Additional information

No response

Uksa007 commented 2 years ago

Anyone have any thoughts or suggestions? I have set a delay between each canbus.send of 12ms but that didn't seems to help. Is there any way to clear the canbus tx messages that haven't been acknowledged?

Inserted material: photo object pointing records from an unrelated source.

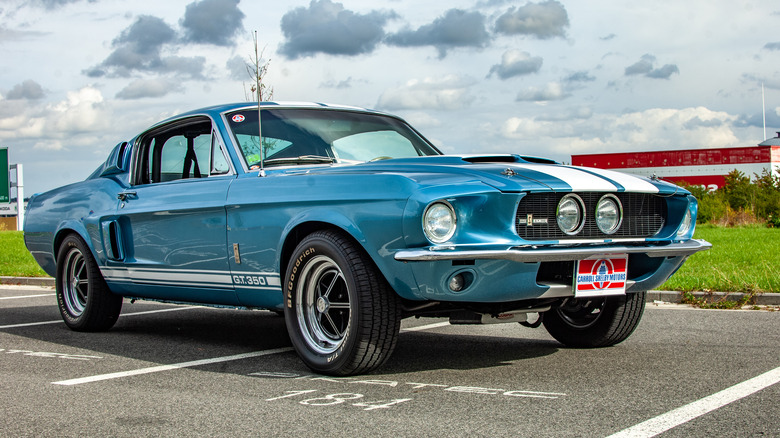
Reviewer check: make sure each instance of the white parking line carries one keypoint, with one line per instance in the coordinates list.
(425, 327)
(196, 363)
(26, 296)
(146, 312)
(175, 366)
(684, 414)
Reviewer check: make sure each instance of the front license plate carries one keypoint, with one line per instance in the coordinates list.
(601, 276)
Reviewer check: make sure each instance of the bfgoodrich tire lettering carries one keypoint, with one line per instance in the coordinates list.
(342, 316)
(595, 322)
(84, 300)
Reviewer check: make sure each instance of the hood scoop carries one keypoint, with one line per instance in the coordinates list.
(480, 159)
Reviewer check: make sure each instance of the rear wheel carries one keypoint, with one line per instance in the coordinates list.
(84, 300)
(595, 322)
(342, 316)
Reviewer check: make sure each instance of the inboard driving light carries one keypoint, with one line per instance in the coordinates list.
(439, 222)
(609, 214)
(570, 214)
(686, 224)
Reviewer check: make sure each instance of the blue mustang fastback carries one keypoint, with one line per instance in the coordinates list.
(348, 220)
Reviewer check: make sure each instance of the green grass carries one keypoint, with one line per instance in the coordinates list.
(741, 260)
(745, 259)
(15, 260)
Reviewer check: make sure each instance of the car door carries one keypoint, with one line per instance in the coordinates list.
(172, 217)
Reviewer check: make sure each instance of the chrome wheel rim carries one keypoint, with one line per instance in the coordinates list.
(581, 313)
(323, 306)
(75, 287)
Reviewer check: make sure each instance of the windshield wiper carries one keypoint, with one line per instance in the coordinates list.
(303, 159)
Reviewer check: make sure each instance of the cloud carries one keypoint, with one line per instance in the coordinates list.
(456, 28)
(445, 93)
(541, 20)
(212, 22)
(516, 63)
(580, 76)
(149, 88)
(27, 90)
(53, 4)
(641, 67)
(339, 85)
(772, 46)
(137, 48)
(82, 111)
(551, 91)
(326, 27)
(664, 72)
(645, 67)
(236, 67)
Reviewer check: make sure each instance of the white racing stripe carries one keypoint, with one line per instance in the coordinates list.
(684, 414)
(26, 296)
(578, 180)
(630, 183)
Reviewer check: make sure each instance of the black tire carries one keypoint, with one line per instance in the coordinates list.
(595, 322)
(86, 304)
(342, 316)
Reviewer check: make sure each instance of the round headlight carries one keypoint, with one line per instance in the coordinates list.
(570, 214)
(439, 222)
(609, 214)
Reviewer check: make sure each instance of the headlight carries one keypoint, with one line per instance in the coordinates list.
(439, 222)
(570, 214)
(685, 226)
(609, 214)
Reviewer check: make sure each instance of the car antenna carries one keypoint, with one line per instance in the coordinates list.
(259, 119)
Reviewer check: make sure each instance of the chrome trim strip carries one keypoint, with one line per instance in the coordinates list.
(548, 254)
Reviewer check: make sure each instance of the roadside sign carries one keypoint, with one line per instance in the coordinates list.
(5, 180)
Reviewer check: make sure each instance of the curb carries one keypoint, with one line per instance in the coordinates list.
(654, 295)
(759, 299)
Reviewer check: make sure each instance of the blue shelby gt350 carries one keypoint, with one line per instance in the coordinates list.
(348, 220)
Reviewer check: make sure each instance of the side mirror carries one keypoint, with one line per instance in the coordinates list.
(116, 162)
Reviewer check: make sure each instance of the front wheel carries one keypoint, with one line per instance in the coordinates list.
(85, 302)
(595, 322)
(342, 316)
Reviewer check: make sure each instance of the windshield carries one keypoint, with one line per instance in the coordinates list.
(311, 136)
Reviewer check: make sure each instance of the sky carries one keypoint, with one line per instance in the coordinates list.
(546, 78)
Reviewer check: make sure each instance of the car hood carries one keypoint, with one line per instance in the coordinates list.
(513, 173)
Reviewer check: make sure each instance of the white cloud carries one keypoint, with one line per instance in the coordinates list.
(443, 93)
(652, 129)
(82, 111)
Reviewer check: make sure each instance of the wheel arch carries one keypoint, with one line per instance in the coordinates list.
(68, 228)
(295, 235)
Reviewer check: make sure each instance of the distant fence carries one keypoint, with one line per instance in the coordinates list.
(7, 224)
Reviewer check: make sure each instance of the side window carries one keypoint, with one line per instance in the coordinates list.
(183, 150)
(219, 161)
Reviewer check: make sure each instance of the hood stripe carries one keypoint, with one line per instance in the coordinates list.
(629, 183)
(574, 178)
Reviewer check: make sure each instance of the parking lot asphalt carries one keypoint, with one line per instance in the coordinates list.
(761, 299)
(194, 371)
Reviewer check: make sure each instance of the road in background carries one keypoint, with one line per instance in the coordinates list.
(182, 370)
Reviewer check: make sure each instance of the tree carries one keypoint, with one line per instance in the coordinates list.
(256, 68)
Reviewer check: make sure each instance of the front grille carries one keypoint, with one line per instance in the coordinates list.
(643, 216)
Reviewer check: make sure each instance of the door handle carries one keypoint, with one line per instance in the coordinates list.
(123, 196)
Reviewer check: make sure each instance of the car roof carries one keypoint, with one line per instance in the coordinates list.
(216, 110)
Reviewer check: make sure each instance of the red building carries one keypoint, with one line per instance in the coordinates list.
(707, 167)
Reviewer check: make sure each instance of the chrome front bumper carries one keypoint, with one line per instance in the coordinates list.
(532, 254)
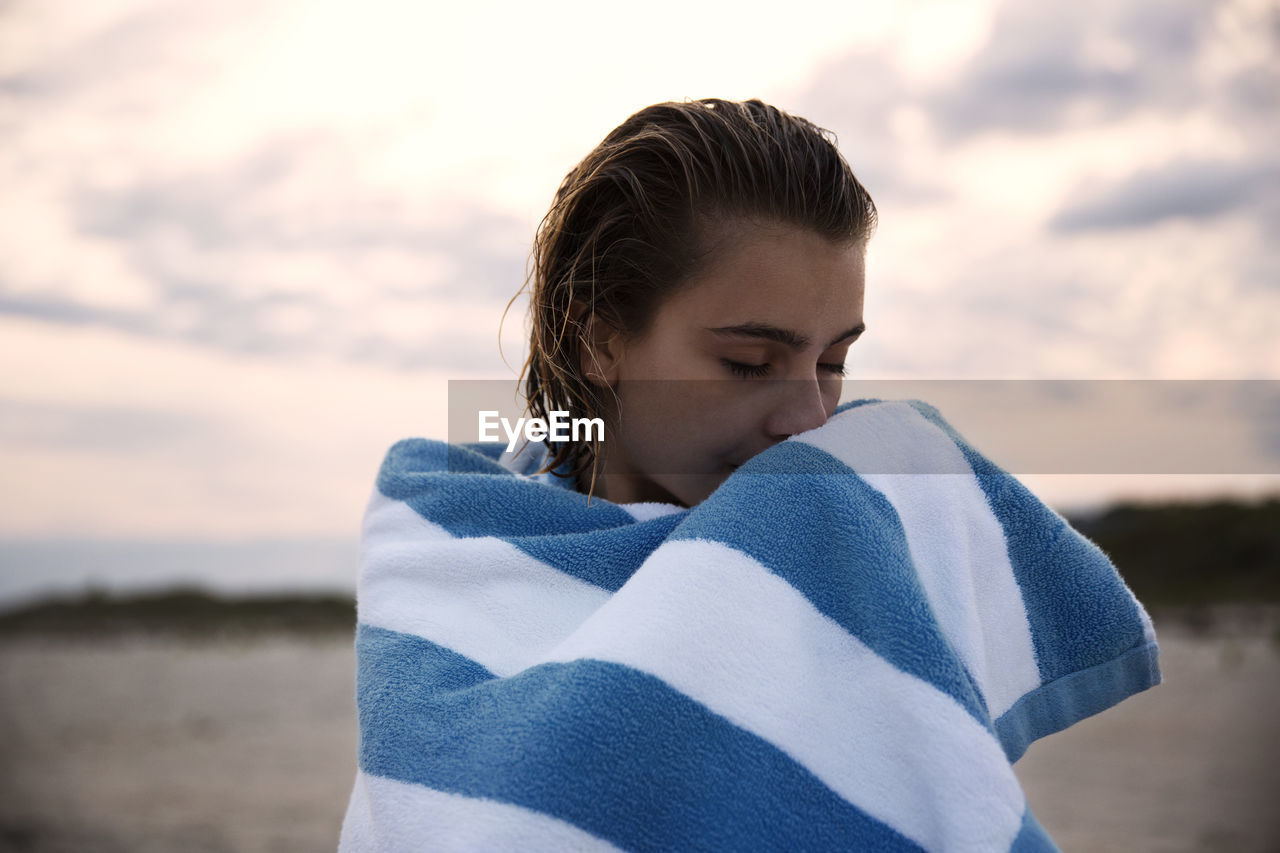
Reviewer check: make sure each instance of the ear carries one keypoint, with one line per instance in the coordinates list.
(600, 350)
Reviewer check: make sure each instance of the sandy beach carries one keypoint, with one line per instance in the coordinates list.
(154, 744)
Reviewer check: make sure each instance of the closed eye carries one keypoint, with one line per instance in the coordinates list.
(757, 370)
(835, 369)
(746, 370)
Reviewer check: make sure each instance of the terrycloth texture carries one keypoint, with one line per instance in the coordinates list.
(830, 652)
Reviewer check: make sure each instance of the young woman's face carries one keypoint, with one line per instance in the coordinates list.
(748, 352)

ircoopr commented 2 years ago

Hello Uksa007 - with I could help but i'm actually here after finding this same issue running your fork of the esphome-jk-bms project! Thanks so much for all your work on that, I thought I was going to have to do this myself before I found your work!

I'll let you know if I do find a solution, I don't love the idea of the inverter going offline and losing comms with my BMS system as a result!

autox86 commented 1 year ago

@oxan @CarlosGS I have seen you have been involved for other watchdog related queries. https://github.com/esphome/esphome/pull/2846 https://github.com/esphome/esphome/pull/2535

Would you be able to help here to get that fixed as well? We would love to have CAN BUS running for some Battery Managment https://github.com/Uksa007/esphome-jk-bms-can

@nielsnl68 Is this issue related to your fix? https://github.com/esphome/issues/issues/3422#issuecomment-1247300527

Uksa007 commented 10 months ago

@oxan @CarlosGS @autox86 @nielsnl68

ili9341 is a display using SPI bus, this is CAN bus using the native ESP32 TWAI, doesn't seem related?

Any progress/how do we move this forward?